Benim başım kel değil ya

Kabataş’ı ben de yazacağım benim başım kel değil ya! 
Aslında beni bu yazıyı yazmaya sevk eden şey şu; bir şey vurgulanmıyor. En önemli olan şey, herkes bir tarafını anlatıyor. Fili anlattıkları gibi, kimi baldırlardaki 2 tane taze morluğu anlatıyor ki rapor hadiseden 5 gün sonra alınmış. Morluğun o kadar taze olması elbette tabii değil. Kimi adamların başlarına sardıkları bandanaları, kimi çıplaklıklarını, kimi de eldivenlerini.
Aslında en ufak bir zeka kırıntısı olmayan hatta aptalca düzenlenmiş bir senaryo. Bazıları bunu yandaş bir kadın yazarın, bazıları da katıldığı programda sık sık başkalarının sözünü kesen bir erkek gazetecinin yazdığını söylüyor, kimileri de polis yazmıştır diyor. 

***

Kabataş’ı bilirsiniz; vapur iskelesinden dolayı İstanbul’un en kalabalık yerlerinden biridir. Şimdi düşünün; bir kadın orada bekliyor, başında da örtüsü var arabada da çocuğu. Ve bu kadına tacizde bulunuluyor. Onlar yazmaya utanmamış, ben de utanmamaya karar verdim. Özür dilerim, iş o kadar açık saçık halde anlatılmış ki adamın ..................nı, kadının orasına burasına sürttüğü anlatılıyor. Allah aşkına böyle bir hadise olur da, oraya binlerce kişi toplanmaz mı? Ve o binlerce kişi İtalyanların Mussolini’ye yaptıkları gibi adamları parçalayıp ağaç dallarına asmazlar mı? Bunun üzerinde kimse durmuyor.
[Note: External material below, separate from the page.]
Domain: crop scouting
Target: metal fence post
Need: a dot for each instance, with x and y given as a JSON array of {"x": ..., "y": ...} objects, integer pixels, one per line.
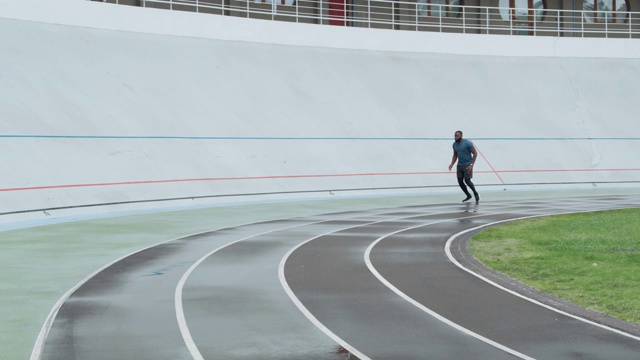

Bütün o anlatılan ayıp şeyler olurken demek ki yolcular gelip geçiyormuş o kadının yanından. Aptallığın derecesini görüyor musunuz? Ve kimi gazeteciler de bu aptal senaryoyu dinleyip, kusuyorlar. 
İşler ne yazık ki AKP iktidarı döneminde bu hale geldi. Seviye bu kadar düştü. 
Başbakan eskiden “darbe”,“darbe”, “darbe” derdi şimdi bu yenilendi “paralel”,“paralel”,“paralel” diyor. O da eskimek üzere yeni slogan “Kabataş”,“Kabataş”,“Kabataş”. 

***

İktidarın son başarısı (!) internet yasağı oldu. Hem de çifte kavrulmuş tarafından. Cumhurbaşkanı bilmem kaç bin takipçi kaybetmeyi göze alarak bu yasayı imzaladı. 
Bu, iktidarın kurnazlığıdır, halk nasıl olsa unutur derler. Eski camlar bardak oldu farkında değiller mi? Halk, Gezi direnişi gibi bir ahlak abidesini gördü yaşadı bir kere. Artık, yeni yapılanları onunla mukayese etmeden hafızasına yerleştirmiyor. Milyonlarca insanın oluşturduğu o Gezi direnişinde bir tek taciz, bir tek gasp, bir tek hırsızlık, bir tek kavga, bir tek küfür olmadı. Bu bizim halkımızın eseri. % 50’ler gibi bağlayamadığınız, eve kapatamadığınız halkımızın eseri.
Herkes şimdi bu Kabataş işine gülüyor. Ben gülemiyorum, çünkü Gezicilerin o harika esprilerine, şakalarına, şarkılarına alıştım. O zekayı, o edebi terbiyeyi arıyorum.